今日は地元の図書館で行われた講演会へ。
『今、小島信夫をどう読むか』をテーマに、作家・堀江敏幸さんと、文芸評論家・清水良典さんの対談を聴いた。
小島信夫さん。昭和30年、『アメリカン・スクール』で第32回芥川賞を受賞された。
この作品、いつか読んだ。
英語教師たちがアメリカンスクールを見学にいく道中云々…という話だったと思うのだが、よく覚えていない。なんか変わった雰囲気の作品…その印象の方が強い。
この小島先生、書いたものを読み直したり校正したりをしなかったのだそうだ。
堀江さんとの対談を原稿にする際、「後半、小島先生が何を話しているのかわからない」と泣きついた編集者に、「堀江くんに聞けばわかるだろう」、だから堀江くんに聞け(あるいは堀江くんに書いてもらえ)とおっしゃったそうな。
すごいなあ、これ、勇気ある。
書くことを仕事にしている人なら、一言一句、気を遣って当然だ。
それを「読み直さない」「人に任せる」なんて。
で、ここから先は、完全に私の想像。
小島先生は、「言葉の力」と同時に「言葉の無力さ」を思っておられたのではないか。
何をどう書いても、読む人によって全く違う捉え方をする。時には、思いがけない読み違いをされることもある。
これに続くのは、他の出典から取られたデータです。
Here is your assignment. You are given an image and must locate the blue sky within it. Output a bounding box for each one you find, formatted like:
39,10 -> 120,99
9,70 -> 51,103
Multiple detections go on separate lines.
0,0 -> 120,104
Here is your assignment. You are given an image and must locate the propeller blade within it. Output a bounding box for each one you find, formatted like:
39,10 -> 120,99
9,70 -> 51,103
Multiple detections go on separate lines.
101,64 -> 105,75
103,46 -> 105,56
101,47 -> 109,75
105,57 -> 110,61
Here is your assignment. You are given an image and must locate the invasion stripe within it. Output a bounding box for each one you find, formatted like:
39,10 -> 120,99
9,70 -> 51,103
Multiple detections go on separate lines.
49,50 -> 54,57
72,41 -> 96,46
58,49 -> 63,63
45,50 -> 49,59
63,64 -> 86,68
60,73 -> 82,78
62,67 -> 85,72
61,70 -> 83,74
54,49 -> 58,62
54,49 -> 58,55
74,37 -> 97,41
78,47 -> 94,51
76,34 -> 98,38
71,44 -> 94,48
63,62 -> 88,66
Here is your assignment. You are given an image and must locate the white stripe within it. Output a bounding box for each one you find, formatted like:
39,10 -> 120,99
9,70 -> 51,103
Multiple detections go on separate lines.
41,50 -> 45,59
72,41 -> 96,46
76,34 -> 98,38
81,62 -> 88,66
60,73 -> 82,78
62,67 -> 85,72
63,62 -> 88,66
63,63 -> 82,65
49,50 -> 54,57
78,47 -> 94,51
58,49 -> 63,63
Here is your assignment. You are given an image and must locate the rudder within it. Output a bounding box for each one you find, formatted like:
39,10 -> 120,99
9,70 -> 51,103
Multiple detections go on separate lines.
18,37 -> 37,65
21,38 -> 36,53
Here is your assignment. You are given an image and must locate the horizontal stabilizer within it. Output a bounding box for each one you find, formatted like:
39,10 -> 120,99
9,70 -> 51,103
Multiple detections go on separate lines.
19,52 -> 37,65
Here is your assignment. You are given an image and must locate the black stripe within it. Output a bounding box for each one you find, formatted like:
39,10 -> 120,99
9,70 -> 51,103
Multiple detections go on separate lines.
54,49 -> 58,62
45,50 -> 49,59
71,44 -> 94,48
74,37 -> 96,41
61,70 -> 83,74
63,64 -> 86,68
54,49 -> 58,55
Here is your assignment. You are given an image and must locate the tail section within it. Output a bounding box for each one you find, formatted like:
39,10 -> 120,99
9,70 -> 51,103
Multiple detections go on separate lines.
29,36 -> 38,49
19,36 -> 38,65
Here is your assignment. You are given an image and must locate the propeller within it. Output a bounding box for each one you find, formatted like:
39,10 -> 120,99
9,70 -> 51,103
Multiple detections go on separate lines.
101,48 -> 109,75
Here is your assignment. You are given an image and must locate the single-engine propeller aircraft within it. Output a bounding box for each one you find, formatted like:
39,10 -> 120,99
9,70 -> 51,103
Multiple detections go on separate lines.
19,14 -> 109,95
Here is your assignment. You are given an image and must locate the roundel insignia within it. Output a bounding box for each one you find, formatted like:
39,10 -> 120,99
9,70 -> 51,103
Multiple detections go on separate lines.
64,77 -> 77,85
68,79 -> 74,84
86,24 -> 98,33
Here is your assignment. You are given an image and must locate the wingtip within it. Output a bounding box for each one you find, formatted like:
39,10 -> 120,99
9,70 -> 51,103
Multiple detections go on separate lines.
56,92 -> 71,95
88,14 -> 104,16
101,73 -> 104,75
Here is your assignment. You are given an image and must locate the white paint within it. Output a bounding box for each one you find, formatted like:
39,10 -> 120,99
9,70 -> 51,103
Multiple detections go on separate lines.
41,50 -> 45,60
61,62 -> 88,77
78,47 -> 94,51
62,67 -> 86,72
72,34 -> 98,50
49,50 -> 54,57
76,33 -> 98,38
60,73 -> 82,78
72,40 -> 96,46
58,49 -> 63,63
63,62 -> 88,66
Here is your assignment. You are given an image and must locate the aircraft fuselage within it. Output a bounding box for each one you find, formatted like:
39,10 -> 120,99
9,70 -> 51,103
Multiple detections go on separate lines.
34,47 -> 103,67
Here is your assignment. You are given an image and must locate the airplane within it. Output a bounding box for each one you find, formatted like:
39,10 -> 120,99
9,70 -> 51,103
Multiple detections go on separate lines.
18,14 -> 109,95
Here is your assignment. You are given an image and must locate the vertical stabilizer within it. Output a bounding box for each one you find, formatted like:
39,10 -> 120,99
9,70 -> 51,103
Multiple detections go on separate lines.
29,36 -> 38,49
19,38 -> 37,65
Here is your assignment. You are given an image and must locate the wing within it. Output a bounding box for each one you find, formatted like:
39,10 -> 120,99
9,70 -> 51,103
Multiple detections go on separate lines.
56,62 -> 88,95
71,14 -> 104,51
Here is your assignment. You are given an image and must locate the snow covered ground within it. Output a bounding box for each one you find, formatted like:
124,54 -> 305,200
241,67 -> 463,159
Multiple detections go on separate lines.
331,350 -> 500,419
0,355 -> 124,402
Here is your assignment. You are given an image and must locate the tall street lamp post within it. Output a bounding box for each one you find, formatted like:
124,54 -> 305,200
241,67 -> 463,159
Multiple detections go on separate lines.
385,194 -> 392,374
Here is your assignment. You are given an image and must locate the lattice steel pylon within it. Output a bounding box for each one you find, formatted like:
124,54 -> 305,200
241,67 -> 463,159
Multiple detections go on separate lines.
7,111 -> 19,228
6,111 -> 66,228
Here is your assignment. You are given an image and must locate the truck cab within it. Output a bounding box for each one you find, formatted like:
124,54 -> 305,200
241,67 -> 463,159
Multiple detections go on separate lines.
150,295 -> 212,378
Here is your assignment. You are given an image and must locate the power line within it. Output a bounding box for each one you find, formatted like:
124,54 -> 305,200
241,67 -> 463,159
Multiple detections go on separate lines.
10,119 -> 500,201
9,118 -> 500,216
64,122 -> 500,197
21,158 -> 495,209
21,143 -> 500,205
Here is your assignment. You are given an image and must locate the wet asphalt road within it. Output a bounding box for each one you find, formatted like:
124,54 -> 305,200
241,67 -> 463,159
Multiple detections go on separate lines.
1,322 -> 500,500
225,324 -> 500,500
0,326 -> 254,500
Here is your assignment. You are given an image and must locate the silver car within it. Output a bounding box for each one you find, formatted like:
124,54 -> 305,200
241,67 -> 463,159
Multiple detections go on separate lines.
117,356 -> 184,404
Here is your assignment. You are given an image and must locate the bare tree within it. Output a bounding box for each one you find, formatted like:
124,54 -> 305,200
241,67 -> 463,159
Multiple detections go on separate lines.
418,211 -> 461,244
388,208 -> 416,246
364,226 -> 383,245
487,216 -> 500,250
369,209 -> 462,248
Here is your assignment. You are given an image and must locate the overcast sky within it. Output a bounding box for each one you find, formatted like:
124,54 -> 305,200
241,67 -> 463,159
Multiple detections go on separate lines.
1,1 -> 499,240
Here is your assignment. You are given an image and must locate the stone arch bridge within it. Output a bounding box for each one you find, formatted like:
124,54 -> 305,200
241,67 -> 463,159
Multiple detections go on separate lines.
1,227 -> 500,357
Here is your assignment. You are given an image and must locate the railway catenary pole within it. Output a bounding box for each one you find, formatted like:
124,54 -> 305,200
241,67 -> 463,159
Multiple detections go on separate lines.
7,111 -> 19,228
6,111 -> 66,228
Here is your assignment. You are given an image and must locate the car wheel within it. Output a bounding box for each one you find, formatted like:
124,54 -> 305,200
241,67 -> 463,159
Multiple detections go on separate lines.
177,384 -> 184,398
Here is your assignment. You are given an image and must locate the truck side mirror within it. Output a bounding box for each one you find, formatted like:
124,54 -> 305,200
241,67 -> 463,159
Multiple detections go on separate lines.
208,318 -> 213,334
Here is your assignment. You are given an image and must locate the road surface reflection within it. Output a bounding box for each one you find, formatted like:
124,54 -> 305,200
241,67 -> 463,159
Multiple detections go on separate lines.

だから、言葉は無力。ならば、読み直しも校正も不必要。そんなことに時間をとられるなら、書く方(つまり、自分の言葉を表す方)に時間を使う方がいい――そういう思いでいらしたのではないだろうか。
だとすれば…
いろいろ考えさせられた。
もちろん小島先生の真意は、もう永久にわからないけれど。